I decided it did not matter. All that mattered was the truth of the words and the truth of the telling. Arion's song had marked my grandfather as a traitor, but it had preserved the land, for what bandit or goblin would care to invade a fire-blasted country? Orestes's song had rescued Alecto's name, at the price of flame and ruin and his own life. So when Arion's song returned again, I was ready to hear it, to commit it to memory, to wander these caves until I recovered the light, the fresh air, the vellum or hide on which to write the lines that would save my father's line, my line.
It did return, and I remembered each word, with a memory half trained in the listening, half inherited from a father with bardic gifts. For the first time in a long while, perhaps the first time ever, I was thankful for who he was, and I praised the gifts Orestes had passed on to me.
And then, with a whisper that drowned out all other voices, at once the beast spoke. It was a dragon!
Oh. And it seemed not at all strange now to fall to the monster without struggle or issue, to rid myself of the shifting past and the curse of these scars and their burning, and to rid all above me of the land's torture…

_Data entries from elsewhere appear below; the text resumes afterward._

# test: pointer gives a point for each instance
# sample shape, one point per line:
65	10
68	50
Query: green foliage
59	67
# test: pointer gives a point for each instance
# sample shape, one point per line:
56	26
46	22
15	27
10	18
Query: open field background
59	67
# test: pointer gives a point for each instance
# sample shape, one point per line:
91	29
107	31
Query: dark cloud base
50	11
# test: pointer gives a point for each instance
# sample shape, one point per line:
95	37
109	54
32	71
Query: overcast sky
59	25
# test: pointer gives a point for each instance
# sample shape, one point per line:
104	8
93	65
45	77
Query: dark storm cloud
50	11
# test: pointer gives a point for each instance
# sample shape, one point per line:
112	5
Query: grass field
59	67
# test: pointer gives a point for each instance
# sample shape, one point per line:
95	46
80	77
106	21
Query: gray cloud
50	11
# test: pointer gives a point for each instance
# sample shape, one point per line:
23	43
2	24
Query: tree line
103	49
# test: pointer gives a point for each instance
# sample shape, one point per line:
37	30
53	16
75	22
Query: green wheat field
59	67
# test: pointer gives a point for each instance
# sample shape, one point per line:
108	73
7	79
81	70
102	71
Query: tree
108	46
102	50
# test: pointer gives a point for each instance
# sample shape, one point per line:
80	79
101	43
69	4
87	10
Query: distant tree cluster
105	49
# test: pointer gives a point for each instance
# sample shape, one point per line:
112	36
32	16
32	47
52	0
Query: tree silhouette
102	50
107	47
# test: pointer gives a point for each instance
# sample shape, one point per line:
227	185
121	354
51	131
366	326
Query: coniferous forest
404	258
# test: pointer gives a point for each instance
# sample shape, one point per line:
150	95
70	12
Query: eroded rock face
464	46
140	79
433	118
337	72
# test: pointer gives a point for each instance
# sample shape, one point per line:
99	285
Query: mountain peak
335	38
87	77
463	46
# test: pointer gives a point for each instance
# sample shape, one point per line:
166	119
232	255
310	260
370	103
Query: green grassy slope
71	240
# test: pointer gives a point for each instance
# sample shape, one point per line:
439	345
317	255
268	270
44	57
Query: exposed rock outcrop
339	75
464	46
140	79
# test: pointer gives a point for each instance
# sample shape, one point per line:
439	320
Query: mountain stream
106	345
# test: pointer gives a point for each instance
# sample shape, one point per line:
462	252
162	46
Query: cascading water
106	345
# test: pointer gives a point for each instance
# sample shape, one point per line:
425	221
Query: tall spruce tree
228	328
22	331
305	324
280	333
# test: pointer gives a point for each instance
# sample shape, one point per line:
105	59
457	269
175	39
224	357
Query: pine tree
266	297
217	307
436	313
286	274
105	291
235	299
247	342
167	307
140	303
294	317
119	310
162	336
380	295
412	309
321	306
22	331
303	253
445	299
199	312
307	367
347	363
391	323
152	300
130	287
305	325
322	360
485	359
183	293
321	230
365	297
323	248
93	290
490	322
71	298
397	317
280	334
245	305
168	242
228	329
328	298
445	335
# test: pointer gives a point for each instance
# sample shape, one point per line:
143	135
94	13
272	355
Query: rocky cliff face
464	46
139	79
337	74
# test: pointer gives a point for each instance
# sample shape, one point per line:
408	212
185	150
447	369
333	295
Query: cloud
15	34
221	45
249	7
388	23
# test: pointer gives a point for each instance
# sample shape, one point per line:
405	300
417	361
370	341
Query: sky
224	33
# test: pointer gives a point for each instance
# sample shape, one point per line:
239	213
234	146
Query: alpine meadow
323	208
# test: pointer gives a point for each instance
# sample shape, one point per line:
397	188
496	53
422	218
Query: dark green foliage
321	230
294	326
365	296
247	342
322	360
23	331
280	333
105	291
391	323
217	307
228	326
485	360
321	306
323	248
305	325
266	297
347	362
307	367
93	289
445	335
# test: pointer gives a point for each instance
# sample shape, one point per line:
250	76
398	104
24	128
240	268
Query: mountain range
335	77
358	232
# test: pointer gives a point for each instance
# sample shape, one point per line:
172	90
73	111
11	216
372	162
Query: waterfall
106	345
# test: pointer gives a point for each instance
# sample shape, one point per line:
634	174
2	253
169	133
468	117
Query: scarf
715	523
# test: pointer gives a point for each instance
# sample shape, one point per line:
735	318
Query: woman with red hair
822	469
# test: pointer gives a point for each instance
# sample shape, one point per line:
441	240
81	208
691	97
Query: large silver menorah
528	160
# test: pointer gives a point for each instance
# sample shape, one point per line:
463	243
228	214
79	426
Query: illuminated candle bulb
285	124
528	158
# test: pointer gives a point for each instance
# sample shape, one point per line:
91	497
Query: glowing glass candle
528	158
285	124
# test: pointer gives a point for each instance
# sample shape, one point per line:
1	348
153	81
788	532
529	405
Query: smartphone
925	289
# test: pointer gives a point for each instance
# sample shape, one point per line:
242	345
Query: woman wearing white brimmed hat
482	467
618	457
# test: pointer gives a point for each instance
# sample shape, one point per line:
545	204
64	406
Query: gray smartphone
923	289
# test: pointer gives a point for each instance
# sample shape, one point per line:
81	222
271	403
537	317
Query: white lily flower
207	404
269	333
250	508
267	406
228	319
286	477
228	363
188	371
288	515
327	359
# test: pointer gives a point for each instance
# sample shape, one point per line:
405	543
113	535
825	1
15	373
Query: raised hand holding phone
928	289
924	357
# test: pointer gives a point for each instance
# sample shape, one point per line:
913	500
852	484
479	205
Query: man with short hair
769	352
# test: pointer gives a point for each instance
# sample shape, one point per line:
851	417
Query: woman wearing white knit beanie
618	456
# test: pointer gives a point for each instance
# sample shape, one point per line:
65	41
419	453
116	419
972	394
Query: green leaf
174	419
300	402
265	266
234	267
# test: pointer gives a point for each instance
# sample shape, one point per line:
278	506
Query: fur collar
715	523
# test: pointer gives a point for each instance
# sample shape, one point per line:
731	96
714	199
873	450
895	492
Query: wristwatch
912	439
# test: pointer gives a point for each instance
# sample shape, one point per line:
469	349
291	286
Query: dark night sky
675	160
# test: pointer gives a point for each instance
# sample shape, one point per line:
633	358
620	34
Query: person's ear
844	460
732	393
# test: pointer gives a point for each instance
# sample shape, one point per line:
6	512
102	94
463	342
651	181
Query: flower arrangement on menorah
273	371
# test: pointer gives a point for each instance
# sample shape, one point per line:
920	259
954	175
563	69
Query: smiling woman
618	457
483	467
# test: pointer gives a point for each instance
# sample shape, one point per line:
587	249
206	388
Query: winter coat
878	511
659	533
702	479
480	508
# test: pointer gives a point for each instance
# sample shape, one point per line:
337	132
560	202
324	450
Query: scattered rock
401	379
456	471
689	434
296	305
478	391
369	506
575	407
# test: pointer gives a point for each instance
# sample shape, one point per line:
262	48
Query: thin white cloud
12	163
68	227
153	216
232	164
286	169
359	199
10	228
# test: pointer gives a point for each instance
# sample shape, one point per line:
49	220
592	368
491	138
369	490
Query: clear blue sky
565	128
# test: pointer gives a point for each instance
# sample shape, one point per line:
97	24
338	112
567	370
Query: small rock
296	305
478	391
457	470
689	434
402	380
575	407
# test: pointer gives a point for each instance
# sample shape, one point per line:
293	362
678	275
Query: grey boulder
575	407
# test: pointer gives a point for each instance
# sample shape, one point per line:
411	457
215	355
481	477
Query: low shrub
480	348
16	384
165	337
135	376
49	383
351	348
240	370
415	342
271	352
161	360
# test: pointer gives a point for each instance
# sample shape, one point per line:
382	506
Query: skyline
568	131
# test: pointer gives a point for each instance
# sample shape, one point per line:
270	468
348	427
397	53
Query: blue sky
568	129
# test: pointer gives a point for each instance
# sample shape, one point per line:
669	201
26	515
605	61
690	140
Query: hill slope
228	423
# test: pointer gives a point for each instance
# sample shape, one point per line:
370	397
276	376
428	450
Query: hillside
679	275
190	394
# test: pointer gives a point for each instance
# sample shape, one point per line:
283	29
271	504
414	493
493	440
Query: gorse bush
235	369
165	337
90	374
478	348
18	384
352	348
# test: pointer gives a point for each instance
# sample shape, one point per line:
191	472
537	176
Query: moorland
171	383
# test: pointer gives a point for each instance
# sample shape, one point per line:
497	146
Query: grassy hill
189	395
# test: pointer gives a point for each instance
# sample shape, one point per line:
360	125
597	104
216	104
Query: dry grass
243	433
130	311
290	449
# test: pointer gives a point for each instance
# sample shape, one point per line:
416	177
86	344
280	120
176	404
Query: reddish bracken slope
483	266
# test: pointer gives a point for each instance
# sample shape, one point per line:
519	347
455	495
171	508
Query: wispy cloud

So I stood there, ridiculously clutching pen and ink, and though it was already darker than I could imagine darkness to be, I closed my eyes, and the alien heat engulfed me, and with it the evil smell of rust and offal and old blood. The jaws closed quickly around me as I heard a man's voice, saying,
I have killed Arion, and the burning
Will never stop. The land is cursed. I am
Cursed. My line is cursed. I die.
And then, like a last sudden gift, a woman's whisper:
There is power in all words, and in yours especially.
It was the hot fetor that awakened me. I gasped and coughed and closed my eyes immediately to the fierce and caustic fumes.
I was sitting upright in very confined quarters.
Slowly I tested my surroundings, my eyes clasped tightly against the foul biting mist. I stretched my arms, and to each side I felt slippery leather walls.